Você já ouviu dizer que a Reforma Tributária vai baratear a sua obra. Também já deve ter ouvido o oposto: que ela vai encarecer tudo. A notícia desconfortável é que os dois estão certos — só que para partes diferentes do seu orçamento.
Em 2026, o Brasil entra oficialmente na fase de transição da maior mudança tributária das últimas décadas: a substituição de PIS, Cofins, ICMS, ISS e IPI por um novo modelo de IVA Dual, formado pela CBS (federal) e pelo IBS (estados e municípios). Para quem vai construir, reformar ou já está no meio de uma obra, isso não é papo de contador distante — é o tipo de mudança que altera a proporção entre o que você paga em material e o que você paga em mão de obra, os dois pilares de qualquer orçamento (como já detalhamos no artigo sobre o que costuma faltar na conta da documentação e taxas do orçamento).
E o efeito não é uniforme. Segundo projeção do Jornal Contábil replicada pela Fenafisco, materiais como cimento, aço e cerâmica podem cair até 4% de preço com a reforma — mas o custo total de obras e reformas tende a subir até 20%, puxado pelo maior peso de impostos sobre serviços e mão de obra, que não geram crédito tributário da mesma forma que os insumos industriais. Ou seja: a nota fiscal do material fica mais enxuta, mas a fatura do pedreiro, do eletricista e do mestre de obras pesa mais no total.
Por que 2026 é o ano da virada tributária na construção
A Reforma Tributária do consumo foi regulamentada pela Lei Complementar nº 214/2025 e prevê a substituição gradual de cinco tributos — PIS/Pasep, Cofins, ICMS, ISS e IPI — por dois novos: a CBS (Contribuição sobre Bens e Serviços, federal) e o IBS (Imposto sobre Bens e Serviços, estadual/municipal). Juntos, eles formam o chamado IVA Dual, com transição prevista entre 2026 e 2033.
2026 funciona como um "ano-piloto": desde janeiro, empresas fora do Simples Nacional já emitem notas fiscais com alíquotas-teste de 0,9% para a CBS e 0,1% para o IBS, ainda sem recolhimento efetivo, segundo detalhamento da Cimento Itambé. Na prática, é um período de ajuste de sistemas e processos — mas os efeitos sobre a formação de preço de materiais e serviços já começam a aparecer nas obras que estão sendo orçadas agora.
O setor não é um espectador qualquer dessa mudança. De acordo com levantamento da EGS Sistemas, a construção civil brasileira reúne mais de 125 mil empresas ativas e responde por 6,9% do PIB nacional — o que faz dela um dos setores mais sensíveis ao novo modelo tributário. E o momento é de crescimento: a CBIC projetava, segundo dados reproduzidos pela TOTVS, o setor fechando 2025 com PIB de 1,3%, com expectativa de expansão em 2026. Ou seja, mais gente construindo e reformando bem no meio da transição — o que torna entender essa conta ainda mais urgente.

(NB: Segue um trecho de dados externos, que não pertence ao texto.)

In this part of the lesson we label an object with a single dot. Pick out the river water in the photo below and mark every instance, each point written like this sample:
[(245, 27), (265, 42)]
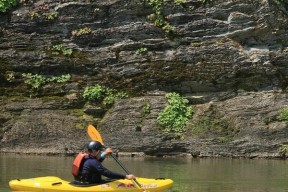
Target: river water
[(189, 175)]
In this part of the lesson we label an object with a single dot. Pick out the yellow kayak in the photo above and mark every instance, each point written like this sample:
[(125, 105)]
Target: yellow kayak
[(51, 183)]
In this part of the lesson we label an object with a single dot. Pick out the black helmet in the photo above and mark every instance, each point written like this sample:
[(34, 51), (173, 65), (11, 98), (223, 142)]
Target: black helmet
[(94, 145)]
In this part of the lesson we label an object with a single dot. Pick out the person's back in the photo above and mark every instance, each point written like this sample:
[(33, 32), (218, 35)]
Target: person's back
[(92, 168)]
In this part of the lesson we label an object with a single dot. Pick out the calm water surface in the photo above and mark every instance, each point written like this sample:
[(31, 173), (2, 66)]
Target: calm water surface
[(189, 175)]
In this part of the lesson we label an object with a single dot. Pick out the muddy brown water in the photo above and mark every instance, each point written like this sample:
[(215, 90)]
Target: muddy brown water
[(189, 175)]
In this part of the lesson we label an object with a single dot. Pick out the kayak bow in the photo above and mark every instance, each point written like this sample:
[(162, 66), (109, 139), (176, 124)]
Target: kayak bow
[(54, 184)]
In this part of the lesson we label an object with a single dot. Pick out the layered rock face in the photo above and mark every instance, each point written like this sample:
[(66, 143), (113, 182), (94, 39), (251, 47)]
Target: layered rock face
[(227, 57)]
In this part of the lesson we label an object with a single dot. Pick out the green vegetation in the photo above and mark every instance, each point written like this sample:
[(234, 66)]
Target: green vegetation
[(6, 5), (81, 32), (283, 150), (147, 108), (103, 94), (141, 51), (61, 50), (36, 81), (175, 115), (283, 114), (158, 17)]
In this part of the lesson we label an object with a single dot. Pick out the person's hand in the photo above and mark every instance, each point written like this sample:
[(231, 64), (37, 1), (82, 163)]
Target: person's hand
[(130, 177), (108, 151)]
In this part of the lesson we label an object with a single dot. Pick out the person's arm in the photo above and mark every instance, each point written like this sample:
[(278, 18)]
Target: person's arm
[(107, 173), (106, 153)]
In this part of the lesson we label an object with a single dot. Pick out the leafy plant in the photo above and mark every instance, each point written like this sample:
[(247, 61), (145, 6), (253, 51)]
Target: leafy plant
[(5, 5), (283, 150), (60, 79), (142, 50), (81, 32), (34, 80), (101, 93), (147, 108), (94, 92), (37, 81), (283, 114), (60, 49), (175, 115), (51, 15)]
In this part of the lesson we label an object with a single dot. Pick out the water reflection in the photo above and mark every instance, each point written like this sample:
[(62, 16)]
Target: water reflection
[(197, 175)]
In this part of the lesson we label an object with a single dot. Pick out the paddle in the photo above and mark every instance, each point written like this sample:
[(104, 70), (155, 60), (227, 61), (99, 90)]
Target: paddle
[(95, 136)]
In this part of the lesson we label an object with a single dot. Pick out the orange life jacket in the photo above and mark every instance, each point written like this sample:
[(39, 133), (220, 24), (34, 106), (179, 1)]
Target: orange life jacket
[(77, 163)]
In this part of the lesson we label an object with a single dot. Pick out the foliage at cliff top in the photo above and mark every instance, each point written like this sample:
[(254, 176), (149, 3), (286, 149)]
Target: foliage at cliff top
[(5, 5)]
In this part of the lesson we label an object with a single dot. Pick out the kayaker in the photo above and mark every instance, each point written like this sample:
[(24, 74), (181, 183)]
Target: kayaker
[(93, 169)]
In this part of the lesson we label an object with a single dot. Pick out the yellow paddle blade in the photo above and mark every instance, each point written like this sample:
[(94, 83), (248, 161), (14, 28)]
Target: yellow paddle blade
[(94, 134)]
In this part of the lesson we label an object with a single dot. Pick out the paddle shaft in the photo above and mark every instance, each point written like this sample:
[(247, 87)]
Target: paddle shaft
[(95, 136), (122, 166)]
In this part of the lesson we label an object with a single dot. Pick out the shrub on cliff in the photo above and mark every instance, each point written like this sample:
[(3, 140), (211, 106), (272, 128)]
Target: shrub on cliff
[(5, 5), (175, 115), (101, 93)]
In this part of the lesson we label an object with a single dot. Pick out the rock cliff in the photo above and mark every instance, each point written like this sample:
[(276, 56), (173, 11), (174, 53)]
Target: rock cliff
[(227, 57)]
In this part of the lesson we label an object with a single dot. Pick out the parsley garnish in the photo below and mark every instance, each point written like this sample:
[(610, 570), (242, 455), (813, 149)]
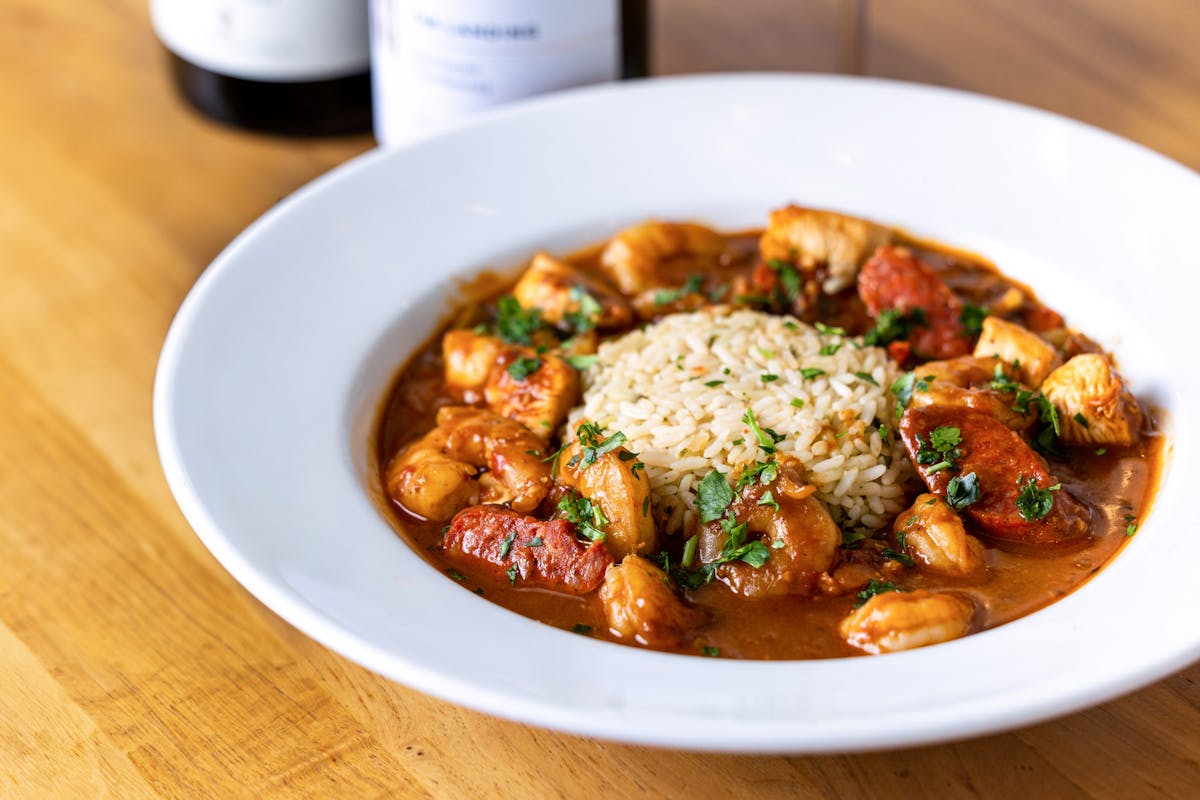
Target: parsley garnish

A boa notícia: por que material de construção pode ficar mais barato
O motivo técnico por trás da possível queda de preço nos materiais tem nome: não cumulatividade plena. Hoje, o sistema tributário brasileiro tem um "efeito cascata" — o imposto pago lá atrás na cadeia (na extração da matéria-prima, no transporte, na indústria) muitas vezes não vira crédito integral para quem compra depois, e esse resíduo de imposto sobre imposto acaba embutido no preço final.
Com o IVA Dual, o crédito tributário passa a ser aproveitado de forma ampla e simplificada ao longo de toda a cadeia. Na prática, isso tende a "desinflar" o preço de materiais industrializados com cadeia de produção mais longa — os primeiros da lista costumam ser:
- Cimento
- Aço
- Cerâmica
Segundo a projeção citada pela Fenafisco, esses materiais podem registrar queda de até 4% nos preços a partir da consolidação do novo modelo. Não é um desconto que aparece da noite para o dia — a transição é gradual até 2033 —, mas é uma tendência que já deve começar a se refletir nas cotações ao longo de 2026 e 2027, à medida que as empresas repassam o ganho de eficiência tributária.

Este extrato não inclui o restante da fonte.